Le loonie était en hausse de 0,20 % à 1,3817 dollar canadien pour un dollar américain à la mi-journée à New York, selon les données d'Investing.com. Plus tôt dans la session, la devise avait fluctué entre 1,3813 dollar canadien et 1,3848 dollar canadien. Mercredi, la devise avait déjà gagné 0,4 % après l'annonce de la politique de la Banque du Canada.
La Banque du Canada a maintenu son taux overnight à 2,25 %, un niveau inchangé depuis janvier. Le gouverneur Tiff Macklem a souligné les risques croissants d’accroissement de l'inflation, citant les prix élevés de l'énergie et l'impact potentiel des tarifs américains sur les perspectives économiques du Canada. Cette attitude de la banque centrale a renforcé les attentes selon lesquelles les coûts d'emprunt pourraient augmenter à l'avenir, ce qui a soutenu le dollar canadien.

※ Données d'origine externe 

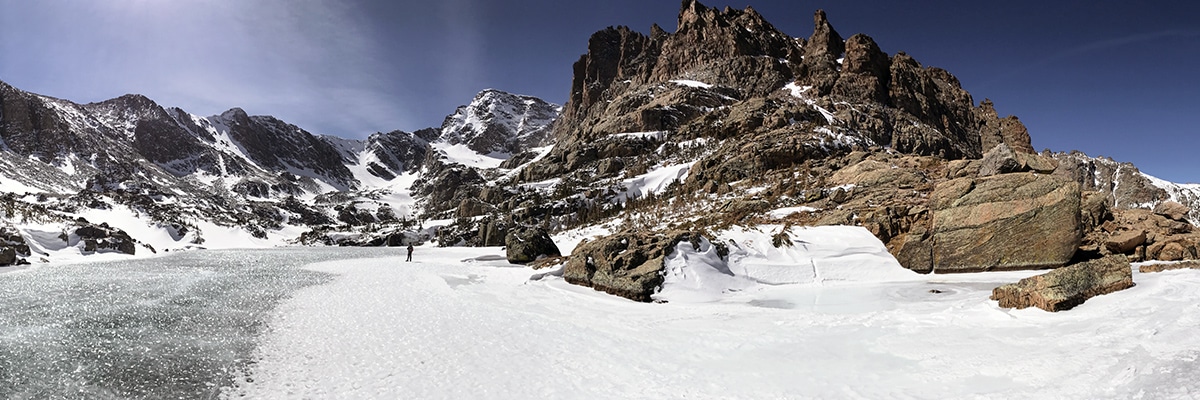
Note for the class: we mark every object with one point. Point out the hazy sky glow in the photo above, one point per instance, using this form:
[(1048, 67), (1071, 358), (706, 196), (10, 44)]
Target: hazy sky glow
[(1105, 77)]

La hausse des prix du pétrole, une des principales exportations du Canada, a également contribué à la force du dollar canadien. Les prix du brut ont augmenté dans les dernières séances, ce qui a renforcé l'attrait de la monnaie en tant qu'actif lié aux matières premières. Les gains récents du loonie s'inscrivent dans la suite d'un recul jusqu'à 1,3939 dollar canadien par dollar américain mardi, son niveau le plus faible depuis le 13 août.

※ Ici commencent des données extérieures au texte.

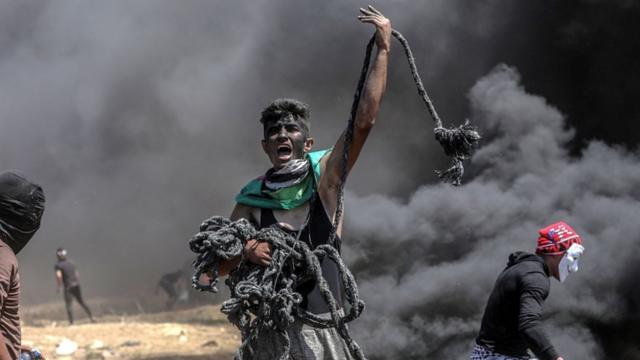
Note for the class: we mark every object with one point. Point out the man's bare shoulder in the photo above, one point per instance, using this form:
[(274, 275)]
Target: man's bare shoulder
[(241, 211)]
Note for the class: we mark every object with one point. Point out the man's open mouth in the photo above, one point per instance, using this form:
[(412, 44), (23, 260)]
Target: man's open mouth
[(284, 152)]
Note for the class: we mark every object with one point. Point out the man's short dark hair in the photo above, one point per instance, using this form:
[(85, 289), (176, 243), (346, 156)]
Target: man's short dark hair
[(280, 108)]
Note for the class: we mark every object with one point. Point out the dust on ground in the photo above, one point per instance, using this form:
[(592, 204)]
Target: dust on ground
[(200, 332)]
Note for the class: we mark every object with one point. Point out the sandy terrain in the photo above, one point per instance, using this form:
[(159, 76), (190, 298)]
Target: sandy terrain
[(197, 333)]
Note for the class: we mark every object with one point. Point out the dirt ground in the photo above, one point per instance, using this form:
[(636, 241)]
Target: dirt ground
[(196, 333)]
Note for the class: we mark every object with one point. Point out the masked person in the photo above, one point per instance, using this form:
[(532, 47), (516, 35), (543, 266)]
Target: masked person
[(67, 275), (512, 319), (21, 208), (283, 195)]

Les analystes, qui se basent sur un sondage de Reuters publié jeudi, prévoient que le loonie se dévaluera modestement à 1,39 $ canadien pour un dollar américain au cours des trois prochains mois. Cependant, ils s'attendent à un rebondi à 1,36 $ dans 12 mois, sous réserve d'une détente des tensions commerciales entre Ottawa et Washington. Les perspectives à court terme reflètent l'incertitude persistante quant à l'écart de taux d'intérêt entre le Canada et les États-Unis, ainsi que le potentiel d'une divergence de politique lors des prochains trimestres.